Data description

The data used for this project is a subset of All the News 2.0, which contains 2,677,878 news articles American publications spanning from January 1, 2016 to April 2, 2020.

We chose to work with articles from the two publications with the most articles in the dataset: Reuters with 840,094 articles, and The New York Times (NYT) with 252,259 authors.

The dataset contains 10 features: authors, title, article text, url, section, publication and four features describing the time of publication. The features used in this project are: authors, article text, and section.

Preprocessing

While the data is plentiful, a lot of samples are missing entries or has otherwise corrupted entries. To discard these samples, we took the following preprocessing steps

  1. Remove articles not from Reuters or The New York Times
  2. Remove articles that are missing either author, section or article
  3. Remove articles in sections that has fewer than 100 articles
  4. Remove authors that has written fewer than 5 articles
  5. Remove articles that has fewer than 2 authors

The preprocessing steps are important to describe since they bias the data and thereby the analysis. In this project we are thus only concerned with articles from the biggest sections of each publication that furthermore is written by at least two authors. These steps discard a signifant part of the dataset especially since most articles are written by a single author thus, the subset of data that we have currated is not an unbiased subset of articles.

The major reason for removing authors with fewer than 5 articles is that the NYT data had celebrities noted as authors for several articles but this preprocessing step discarded most of these articles. See the explainer notebook for all the details.

Statistics

After preprocessing the data, we end up with substantially fewer articles as seen in the summary statistics table below

StatReutersNYT
#Articles57,12823,796
#Sections3921
#Authors1,9511,318
Avg. words pr. article6221204
Avg. #articles pr. author2918

Each article has a section attribute which allow us to get an overview of which topics are most important to the two publications

We see that both publications have “world news” and “business news” in their top sections, it’s clear that they emphasize subjects differently. Perhaps not surprisingly, the NYT focuses on US news while Reuters provide a more international perspective with having business first. This fits well with our initial assumptions of Reuters being a more international publication being frequently quoted in even Danish newspapers. With a more international profile, it’s not surprising that Reuters has 18 more sections than the NYT although this could be a result of Reuters having almost twice the number of articles in the dataset than the NYT.

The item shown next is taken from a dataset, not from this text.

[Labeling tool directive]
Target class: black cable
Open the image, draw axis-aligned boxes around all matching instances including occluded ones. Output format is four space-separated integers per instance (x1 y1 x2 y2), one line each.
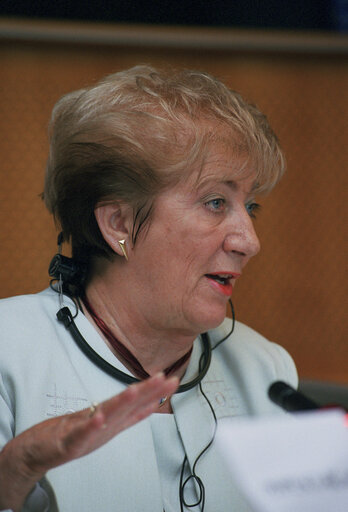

Looking at the distribution of number of word pr. article, it’s apparent that the NYT has a pretty long-tailed distribution (notice the y-axis is log scaled) with some pieces having more then 10,000 words. The Reuters articles are significantly shorter with the longest ones being just above 5,000 words. We also notice that the bin with the most articles has about 500 words for Reuters but around 1,000 for the NYT. This is also reflected in the statistics table with the NYT having almost twice as many words pr. article as Reuters on average.